Um Punkt 10:00 Uhr drücken wir auf den Startknopf. Wir haben sensationell tief geschlafen und der Rotwein von gestern Abend war daran vermutlich nicht ganz unbeteiligt. In den Morgenstunden haben wir schnell unsere Route umgeplant, denn der Col de la Bonette ist auf der Südrampe wegen eines Radrennens gesperrt!
Es wird daher eine sehr kurze Fahrt aber noch ahnen wir nicht, wie sehr uns Radrennen auf dieser Reise noch knechten werden...

Wir fahren heute über den Col de la Cayolle! Er ist die einzig offene Nord-Süd-Verbindung und das stört uns kein bisschen. Wir haben diesen Pass vor zwei Jahren geliebt! Einsam, relativ untouristisch und unberührt. Es hat in Strömen geregnet aber heute haben wir perfektes Motorradwetter und 17°C, also los! Aber vorher müssen wir noch einkaufen und frühstücken!
Im strahlenden Sonnenschein rollen wir acht Kilometer nach Barcelonnette. Das von mexikanischen Rückkehrern gegründete Dorf mit den fremdländisch aussehenden Villen gefällt uns immer wieder. Wir kennen den Weg und halten nur Minuten später beim örtlichen Carrefour-Markt. Hier gibt es die leckere handgemachte Nuss-Salami und die wollen wir fürs Abendessen kaufen!
Französische Supermärkte sind eine wahre Fundgrube an köstlichen Dingen und so zerren wir kurz darauf einen schweren Sack ins Freie, dessen Inhalt wir kunstvoll auf zwei Topcase verteilen. Wir freuen uns jetzt schon auf die Jause am Abend! Weißt du was, wir haben keinen Stress. Gehen wir noch auf einen Kaffee und einen Frühstückssnack!
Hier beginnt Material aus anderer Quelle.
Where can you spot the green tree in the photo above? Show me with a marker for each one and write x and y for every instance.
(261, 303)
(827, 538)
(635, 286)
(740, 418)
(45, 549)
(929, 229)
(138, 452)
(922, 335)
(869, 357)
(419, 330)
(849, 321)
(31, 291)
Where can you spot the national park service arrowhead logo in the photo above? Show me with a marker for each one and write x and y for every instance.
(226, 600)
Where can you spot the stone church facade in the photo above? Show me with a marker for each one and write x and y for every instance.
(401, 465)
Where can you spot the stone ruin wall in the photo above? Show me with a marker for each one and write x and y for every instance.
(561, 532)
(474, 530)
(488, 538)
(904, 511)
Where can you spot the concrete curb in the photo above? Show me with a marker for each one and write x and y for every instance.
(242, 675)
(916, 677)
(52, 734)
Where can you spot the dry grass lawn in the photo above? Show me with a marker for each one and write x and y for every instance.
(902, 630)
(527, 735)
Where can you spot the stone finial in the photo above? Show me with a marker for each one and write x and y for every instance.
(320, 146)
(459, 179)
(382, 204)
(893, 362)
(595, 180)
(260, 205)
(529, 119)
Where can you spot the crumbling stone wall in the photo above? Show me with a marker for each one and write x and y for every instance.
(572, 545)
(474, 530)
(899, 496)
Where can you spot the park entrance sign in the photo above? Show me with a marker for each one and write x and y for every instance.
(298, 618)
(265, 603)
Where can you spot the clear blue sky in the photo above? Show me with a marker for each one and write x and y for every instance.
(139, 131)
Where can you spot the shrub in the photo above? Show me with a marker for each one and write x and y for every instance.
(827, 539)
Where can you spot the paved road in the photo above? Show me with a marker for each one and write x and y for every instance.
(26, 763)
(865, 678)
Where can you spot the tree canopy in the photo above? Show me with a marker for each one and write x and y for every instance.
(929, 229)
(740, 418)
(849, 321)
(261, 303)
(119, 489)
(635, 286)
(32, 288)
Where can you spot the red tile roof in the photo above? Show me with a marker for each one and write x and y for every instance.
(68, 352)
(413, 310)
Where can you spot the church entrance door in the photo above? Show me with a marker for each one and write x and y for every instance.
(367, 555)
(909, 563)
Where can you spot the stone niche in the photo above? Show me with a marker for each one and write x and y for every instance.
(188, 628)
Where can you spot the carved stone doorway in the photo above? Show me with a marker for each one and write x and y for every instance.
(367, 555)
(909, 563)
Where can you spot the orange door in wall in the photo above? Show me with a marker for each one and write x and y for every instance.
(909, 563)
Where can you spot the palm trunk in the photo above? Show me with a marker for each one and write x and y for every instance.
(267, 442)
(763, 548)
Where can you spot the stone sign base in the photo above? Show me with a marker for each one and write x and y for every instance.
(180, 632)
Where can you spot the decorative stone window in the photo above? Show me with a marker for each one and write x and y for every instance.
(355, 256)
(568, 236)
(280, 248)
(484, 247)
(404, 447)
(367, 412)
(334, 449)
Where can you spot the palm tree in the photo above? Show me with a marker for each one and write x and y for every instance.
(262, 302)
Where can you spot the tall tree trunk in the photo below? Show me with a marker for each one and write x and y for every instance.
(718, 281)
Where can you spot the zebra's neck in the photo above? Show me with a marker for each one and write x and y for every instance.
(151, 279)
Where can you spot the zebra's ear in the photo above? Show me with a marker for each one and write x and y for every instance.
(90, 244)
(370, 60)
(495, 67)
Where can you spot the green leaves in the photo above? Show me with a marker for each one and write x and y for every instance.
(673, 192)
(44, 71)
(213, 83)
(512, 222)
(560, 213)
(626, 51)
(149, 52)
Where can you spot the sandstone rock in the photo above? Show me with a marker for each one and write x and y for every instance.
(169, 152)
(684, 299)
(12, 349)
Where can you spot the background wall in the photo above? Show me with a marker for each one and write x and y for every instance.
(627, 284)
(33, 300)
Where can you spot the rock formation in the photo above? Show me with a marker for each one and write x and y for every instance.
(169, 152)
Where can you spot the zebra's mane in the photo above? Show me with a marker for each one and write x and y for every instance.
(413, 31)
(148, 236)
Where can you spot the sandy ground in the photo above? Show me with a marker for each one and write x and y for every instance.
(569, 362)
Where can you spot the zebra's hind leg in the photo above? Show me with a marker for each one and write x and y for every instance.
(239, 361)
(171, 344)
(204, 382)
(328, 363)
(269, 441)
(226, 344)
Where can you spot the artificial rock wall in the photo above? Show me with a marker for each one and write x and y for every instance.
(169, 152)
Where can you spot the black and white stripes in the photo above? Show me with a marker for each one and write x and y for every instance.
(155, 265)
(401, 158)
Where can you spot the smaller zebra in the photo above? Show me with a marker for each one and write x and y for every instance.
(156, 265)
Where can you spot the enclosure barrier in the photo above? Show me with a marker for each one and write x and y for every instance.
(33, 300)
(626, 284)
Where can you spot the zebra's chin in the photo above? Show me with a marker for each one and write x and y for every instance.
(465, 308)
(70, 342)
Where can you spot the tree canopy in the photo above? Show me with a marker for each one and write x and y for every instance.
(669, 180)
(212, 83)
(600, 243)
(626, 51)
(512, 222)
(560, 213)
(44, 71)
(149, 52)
Nur wenige Ecken weiter kennen wir das "Café de la Paix" und dort finden wir einen wackeligen Tisch im Freien. "Café" ist ein wenig irreführend für dieses "Tschecherl" aber der Kaffee schmeckt und die ortsansässigen Alkoholiker sind gut gelaunt.
Auch der greise Clochard, der Angelika mit zittriger Hand ein paar Münzen in die Hand drückt. Ob sie für ihn bitte 3 Stk. Zigaretten kaufen könnte? Vermutlich hat er Lokalverbot. Natürlich kann Angelika und er zieht glücklich mit seinen 6 Glimmstängel von dannen.
Erstaunlich, wieviel Alkohol manche an einem Montagvormittag vertragen! Nur Snack bekommen wir keinen, die Sandwiches sind erst ab Mittag erhältlich. Ärgerlich aber nun gut, wir finden im Gepäck noch eine Packung zerbrochene Kekse. Pünktlich, als der Bäcker die Brötchen liefert, brechen wir auf. Es ist 12:00 Uhr und wir freuen uns auf die - zugegeben nur kurze - Tagesetappe!

Die D902 ist überall angeschrieben und nur Minuten später cruisen wir entspannt durch Uvernet-Fours und hinein ins schmale Tal, das der wilde Bachelard über unzählige Ewigkeiten in den Berg gefräst hat. Schnell wird es kurviger und die schmale Straße steigt stetig an. Von der Ferne grüßen schon die schneebedeckten Gipfel der Hautes Alpes!

Und ganz plötzlich können wir uns erinnern! Hier sind wir 2023 schon entlang getuckert! Der Weg ist schmal, felsig, Gesteinsbrocken liegen auf der Fahrbahn. Die Steinschlag-Warnschilder haben hier einen Sinn! Rechts unter uns der kleine Wildbach und die Schlucht wird immer enger. Wir genießen jede einzelne Kurve, die wir vorsichtig entlang zirkeln!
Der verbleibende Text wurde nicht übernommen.